Writing about dancing is a little like trying to show how a guitar sounds by pointing to the wood and strings. Dancing doesn’t work if you think about it, and good dancers often cannot describe what they do. In Texas, dances are handed down through generations, with older children teaching younger children where to put their feet and how to hold their arms. After decades of weekly practice at community halls, dancing becomes an instinctive movement, indivisible into parts.

But it’s not the steps that make Texas dancing special. There are only a few basic dance steps in the world. What makes some people dance differently is the rhythm of their music, their cultural history, and their style. The distinctively Texan dances are the relatively modern country-swing dances—the one-step, the shuffle, and best known of all, the dignified and sensual two-step—done to traditional Texas country music.

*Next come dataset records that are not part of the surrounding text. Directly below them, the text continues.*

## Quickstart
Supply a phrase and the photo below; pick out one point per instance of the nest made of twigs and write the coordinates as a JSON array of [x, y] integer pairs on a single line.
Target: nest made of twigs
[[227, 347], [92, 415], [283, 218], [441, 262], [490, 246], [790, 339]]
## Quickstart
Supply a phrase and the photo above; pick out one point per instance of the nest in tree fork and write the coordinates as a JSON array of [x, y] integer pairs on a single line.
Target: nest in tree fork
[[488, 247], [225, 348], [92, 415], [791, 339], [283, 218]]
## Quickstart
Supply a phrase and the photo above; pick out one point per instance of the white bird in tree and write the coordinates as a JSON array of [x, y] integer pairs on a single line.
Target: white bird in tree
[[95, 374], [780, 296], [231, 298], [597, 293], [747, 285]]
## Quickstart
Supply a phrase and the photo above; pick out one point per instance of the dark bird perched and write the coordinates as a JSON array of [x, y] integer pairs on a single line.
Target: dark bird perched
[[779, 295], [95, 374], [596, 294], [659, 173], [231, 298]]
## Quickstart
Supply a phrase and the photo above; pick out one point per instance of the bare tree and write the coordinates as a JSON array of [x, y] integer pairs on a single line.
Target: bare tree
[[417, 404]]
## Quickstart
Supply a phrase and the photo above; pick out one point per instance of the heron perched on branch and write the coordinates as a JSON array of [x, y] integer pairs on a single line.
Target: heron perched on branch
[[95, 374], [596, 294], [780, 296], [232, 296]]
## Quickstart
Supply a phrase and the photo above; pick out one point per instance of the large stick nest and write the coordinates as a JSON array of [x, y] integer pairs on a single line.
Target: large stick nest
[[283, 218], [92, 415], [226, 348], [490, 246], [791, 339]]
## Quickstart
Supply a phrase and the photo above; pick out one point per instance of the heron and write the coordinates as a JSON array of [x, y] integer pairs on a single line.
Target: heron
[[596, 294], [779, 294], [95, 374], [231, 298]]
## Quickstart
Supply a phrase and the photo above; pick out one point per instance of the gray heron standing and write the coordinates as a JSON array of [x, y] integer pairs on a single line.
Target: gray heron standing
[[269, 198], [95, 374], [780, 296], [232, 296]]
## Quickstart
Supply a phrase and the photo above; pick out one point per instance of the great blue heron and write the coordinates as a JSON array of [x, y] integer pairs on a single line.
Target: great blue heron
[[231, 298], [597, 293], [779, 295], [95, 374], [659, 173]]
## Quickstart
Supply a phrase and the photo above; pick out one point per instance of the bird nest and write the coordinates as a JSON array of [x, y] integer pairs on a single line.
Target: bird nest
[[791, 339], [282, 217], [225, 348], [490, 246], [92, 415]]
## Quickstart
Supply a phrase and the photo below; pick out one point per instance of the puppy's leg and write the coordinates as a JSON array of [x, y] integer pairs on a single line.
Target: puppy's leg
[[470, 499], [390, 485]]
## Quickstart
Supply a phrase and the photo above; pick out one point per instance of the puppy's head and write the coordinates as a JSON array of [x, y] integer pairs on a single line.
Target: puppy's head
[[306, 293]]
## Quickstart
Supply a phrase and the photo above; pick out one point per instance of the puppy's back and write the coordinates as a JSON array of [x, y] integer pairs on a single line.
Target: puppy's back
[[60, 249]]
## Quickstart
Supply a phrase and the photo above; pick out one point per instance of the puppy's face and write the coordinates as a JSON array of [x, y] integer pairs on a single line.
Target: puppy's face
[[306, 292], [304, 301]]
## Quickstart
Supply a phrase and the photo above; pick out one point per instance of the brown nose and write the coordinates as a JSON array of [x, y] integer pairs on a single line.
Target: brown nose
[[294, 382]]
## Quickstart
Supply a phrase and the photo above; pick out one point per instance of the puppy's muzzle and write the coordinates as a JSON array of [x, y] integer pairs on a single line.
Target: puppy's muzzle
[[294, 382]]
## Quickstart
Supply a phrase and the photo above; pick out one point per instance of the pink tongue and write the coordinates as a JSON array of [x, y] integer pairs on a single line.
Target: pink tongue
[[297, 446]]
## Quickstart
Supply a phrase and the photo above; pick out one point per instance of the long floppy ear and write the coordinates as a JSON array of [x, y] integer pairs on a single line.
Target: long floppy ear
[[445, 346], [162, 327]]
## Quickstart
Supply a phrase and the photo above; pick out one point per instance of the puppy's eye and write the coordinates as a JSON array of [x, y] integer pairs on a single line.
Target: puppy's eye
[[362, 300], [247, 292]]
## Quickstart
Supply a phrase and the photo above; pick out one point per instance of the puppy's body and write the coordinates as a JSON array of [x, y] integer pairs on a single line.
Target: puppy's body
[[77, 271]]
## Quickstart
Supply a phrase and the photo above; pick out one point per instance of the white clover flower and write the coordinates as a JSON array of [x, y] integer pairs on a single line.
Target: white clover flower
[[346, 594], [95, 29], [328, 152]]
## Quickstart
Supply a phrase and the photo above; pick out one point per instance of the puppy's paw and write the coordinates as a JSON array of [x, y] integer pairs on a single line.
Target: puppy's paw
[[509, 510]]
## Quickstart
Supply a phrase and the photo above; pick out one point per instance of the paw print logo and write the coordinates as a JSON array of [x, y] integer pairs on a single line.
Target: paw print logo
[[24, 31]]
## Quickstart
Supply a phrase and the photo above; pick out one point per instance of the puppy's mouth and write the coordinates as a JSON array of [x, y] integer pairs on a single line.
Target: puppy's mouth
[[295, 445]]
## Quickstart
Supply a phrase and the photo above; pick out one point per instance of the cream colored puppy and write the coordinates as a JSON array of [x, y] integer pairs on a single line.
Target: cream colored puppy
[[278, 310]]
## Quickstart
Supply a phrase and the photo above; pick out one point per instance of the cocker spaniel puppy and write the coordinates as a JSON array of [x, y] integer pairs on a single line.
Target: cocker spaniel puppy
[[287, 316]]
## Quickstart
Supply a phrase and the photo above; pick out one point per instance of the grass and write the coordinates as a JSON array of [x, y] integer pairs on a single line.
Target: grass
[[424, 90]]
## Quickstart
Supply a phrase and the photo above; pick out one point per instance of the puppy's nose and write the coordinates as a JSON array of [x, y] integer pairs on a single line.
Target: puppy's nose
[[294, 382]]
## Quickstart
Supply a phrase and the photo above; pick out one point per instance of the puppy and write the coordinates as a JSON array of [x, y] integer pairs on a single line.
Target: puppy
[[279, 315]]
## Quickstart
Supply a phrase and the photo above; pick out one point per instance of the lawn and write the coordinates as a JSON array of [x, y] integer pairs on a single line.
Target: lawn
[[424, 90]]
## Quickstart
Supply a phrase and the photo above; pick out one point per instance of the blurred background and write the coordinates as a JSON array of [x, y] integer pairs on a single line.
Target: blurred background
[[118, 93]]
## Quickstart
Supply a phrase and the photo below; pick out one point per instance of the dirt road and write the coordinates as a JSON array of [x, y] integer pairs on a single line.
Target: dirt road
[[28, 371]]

The Texas two-step is the same step known to ballroom dancers as the international fox-trot. Except for the one-step, which is just that, most Texas dances are variations on the two-step, also called a half-step, which is simply a step-close-step. The Texas two-step is generally done with two long steps and a step-close-step to two-four time. Speeded up, it’s a shuffle or double shuffle, but still a two-step. The ever-popular polka, reportedly invented by a Czechoslovakian peasant in 1830, is a two-step with a hop. The once-scandalous waltz, as it is done in Texas, is a fancy Bohemian two-step called a redowa, a name derived from a Czech word meaning to steer or whirl around. And the jitterbug, or Western swing, is a jazzy descendant of a two-step danced by blacks in the plantation South.

Those are all couple dances, mysteriously accomplished with a subtle squeeze of that hand, a cast of the eye, a turn of the shoulder, and a little pressure at the waist. Texans also do line or pattern dances, which are versions of nineteenth-century European folk dances. They include the bastardized cotton-eyed Joe (it’s similar to a Norwegian polka), the German schottische, the put-your-little-foot, and the John Paul Jones.

Country-swing bands, big bands with as many as fifteen pieces, began in Texas, so naturally Texans were the first to dance with them. In the early thirties Milton Brown and Fort Worth fiddler Bob Wills took country string instruments and traditional rhythms of the Old South, jazzed them up, and created Western swing, the country version of the big band sound, influencing generations of country-and-western musicians. “What Bob Wills did was take a heavy-accented two-beat, come in on it slightly early, and lay on the intricate rhythms in between,” says Ted Daffan of Houston, a retired Western swing bandleader and songwriter. The odd, syncopated phrasing, with all that rhythm, is what makes good country music unusually danceable, upbeat, exciting, and tricky.

As the music changed over the years, the style of Texas dancing changed too. People tend to dance straight ahead, in a great counterclockwise mass, instead of in box steps and more intricate foot patterns. Couples have moved farther apart and have stiffened their legs and arms. They even pump their arms back and forth in a style that flourished during the country dancing craze several years back, a curious aping of an action that was once considered an embarrassingly hick thing to do.

Scholars (yes, even Texas dance has them) have debated the origin of the characteristic crouch and gait of the Texas dancer. Some speculated that it was inherited from the spurred and bowlegged cowboy. In fact, the posture is the result of dancing on the ball of the foot, in boots of course, with a very bent knee. With loose knees the dancer glides and catches the beat, for in the knees and legs live all the sweet and wild rhythms of the bluegrass South and the old country, of blues and jazz, of the horse, the train, the wind, and the West.